The authors demonstrated that in addition to the GnRH receptor (GnRH-R),
GnRH-II mRNA is expressed in normal OSE, immortalized OSE (IOSE) cells, primary cultures of ovarian tumors and
ovarian cancer cell lines. Treatments with increasing doses (10-9-10-7 M) of GnRH-I and -II resulted in a
growth-inhibition in both non-tumorigenic IOSE-29 and tumorigenic IOSE-29EC cells. These results indicate for the
first time the expression and potential anti-proliferative effect of GnRH-II, suggesting that GnRH-II, similar to GnRH-I,
may have a growth-regulatory effect in normal and neoplastic OSE cells.
Follicle stages
Preovulatory, Corpus luteum
Comment
Immunolocalization of Gonadotropin-Releasing Hormone (GnRH)-I, GnRH-II, and Type-I GnRH Receptor during Follicular Development in the Human Ovary. Choi JH et al. Context: Gonadotropin releasing hormone (GnRH) and its receptor have been detected, at the mRNA level, in different ovarian cell types, implicating an autocrine role of the GnRH system in the human ovary. However, the expression, at the protein level, of GnRH and its receptor in specific cell types during follicular development has not been documented in humans. Objective: We evaluated the immunohistochemical expression of GnRH-I (the classical form of mammalian GnRH), GnRH-II (the novel isoform) and the type-I GnRH receptor (GnRHR) that is known to bind both forms of GnRH, in ovaries of pre-menopausal women. Main Outcome Measures: Immunohistochemistry, immunofluorescence, immunoblot assay and real-time RT-PCR were performed. Results: GnRH-I, GnRH-II and GnRHR were not immunostained in the follicles from the primordial to the early antral stage. In preovulatory follicles, both forms of GnRH and their common receptor were localized predominantly to the granulosa cell layer, whereas the theca interna layer was weakly positive.
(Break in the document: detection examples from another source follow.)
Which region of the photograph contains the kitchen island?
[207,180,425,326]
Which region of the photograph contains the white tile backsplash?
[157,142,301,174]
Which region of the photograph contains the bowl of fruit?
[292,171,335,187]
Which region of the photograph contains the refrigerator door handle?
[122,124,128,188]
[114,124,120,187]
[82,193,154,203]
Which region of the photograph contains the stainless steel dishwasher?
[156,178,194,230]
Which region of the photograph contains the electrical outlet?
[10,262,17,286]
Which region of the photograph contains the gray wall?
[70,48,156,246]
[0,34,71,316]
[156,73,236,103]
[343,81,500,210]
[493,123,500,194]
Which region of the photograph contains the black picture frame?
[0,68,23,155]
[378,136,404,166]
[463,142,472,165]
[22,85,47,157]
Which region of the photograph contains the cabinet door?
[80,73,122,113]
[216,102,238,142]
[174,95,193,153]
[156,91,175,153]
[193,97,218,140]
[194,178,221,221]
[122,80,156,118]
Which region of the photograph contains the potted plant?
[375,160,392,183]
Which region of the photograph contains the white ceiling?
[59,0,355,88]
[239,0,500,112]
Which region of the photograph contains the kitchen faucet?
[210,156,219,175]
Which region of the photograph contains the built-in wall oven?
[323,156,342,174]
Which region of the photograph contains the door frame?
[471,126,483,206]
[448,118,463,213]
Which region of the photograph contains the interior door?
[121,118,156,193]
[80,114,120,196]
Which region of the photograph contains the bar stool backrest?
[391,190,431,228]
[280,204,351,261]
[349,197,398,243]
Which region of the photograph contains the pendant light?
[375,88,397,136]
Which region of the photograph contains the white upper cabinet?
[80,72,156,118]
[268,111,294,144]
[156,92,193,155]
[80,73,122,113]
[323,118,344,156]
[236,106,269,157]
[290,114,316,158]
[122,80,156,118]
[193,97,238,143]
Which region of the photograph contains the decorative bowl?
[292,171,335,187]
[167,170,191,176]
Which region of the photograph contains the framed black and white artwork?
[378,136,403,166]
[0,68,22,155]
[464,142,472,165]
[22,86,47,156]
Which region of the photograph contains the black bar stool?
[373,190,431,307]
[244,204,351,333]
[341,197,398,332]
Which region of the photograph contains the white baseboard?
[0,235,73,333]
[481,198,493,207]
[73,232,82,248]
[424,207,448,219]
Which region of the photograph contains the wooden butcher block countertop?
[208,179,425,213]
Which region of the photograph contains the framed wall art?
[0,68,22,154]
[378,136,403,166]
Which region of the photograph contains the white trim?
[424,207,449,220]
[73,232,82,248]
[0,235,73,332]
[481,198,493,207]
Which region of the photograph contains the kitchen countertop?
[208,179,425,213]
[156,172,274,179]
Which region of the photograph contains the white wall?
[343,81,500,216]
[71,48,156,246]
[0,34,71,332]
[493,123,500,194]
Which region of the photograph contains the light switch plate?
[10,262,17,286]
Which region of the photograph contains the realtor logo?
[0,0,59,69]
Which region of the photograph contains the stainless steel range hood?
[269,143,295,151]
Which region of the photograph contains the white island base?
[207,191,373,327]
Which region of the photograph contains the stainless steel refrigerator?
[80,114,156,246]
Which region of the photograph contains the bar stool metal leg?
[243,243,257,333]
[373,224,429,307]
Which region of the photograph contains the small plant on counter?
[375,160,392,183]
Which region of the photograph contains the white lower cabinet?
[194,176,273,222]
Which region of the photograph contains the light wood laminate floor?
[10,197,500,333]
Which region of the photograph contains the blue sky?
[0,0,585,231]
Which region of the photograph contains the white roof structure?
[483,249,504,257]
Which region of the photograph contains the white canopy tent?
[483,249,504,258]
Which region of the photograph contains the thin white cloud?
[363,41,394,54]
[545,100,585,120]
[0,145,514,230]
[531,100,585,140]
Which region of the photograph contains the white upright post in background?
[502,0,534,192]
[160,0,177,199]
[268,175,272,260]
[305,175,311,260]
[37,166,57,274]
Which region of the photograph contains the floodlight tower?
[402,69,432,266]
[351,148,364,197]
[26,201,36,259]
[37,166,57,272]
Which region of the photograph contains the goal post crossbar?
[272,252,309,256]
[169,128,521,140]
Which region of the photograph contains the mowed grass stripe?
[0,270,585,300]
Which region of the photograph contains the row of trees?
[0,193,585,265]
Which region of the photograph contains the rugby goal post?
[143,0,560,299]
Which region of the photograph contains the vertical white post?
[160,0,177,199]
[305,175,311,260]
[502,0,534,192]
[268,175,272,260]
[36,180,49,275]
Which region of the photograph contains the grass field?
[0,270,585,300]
In the corpus luteum, significant levels of GnRH-I, GnRH-II as well as GnRHR were observed in granulosa luteal cells, but not in theca luteal cells. Both GnRH isoforms and the type-I GnRHR were localized also to the ovarian surface epithelium (OSE) from which over 85% of ovarian cancer are thought to be derived. Conclusion: The expression of GnRH-I, GnRH-II and GnRHR protein in the human ovary is temporally and spatially specific, and further support the physiological role of an autocrine regulatory system involving GnRH-I, GnRH-II and GnRHR in follicular development and corpus luteal function.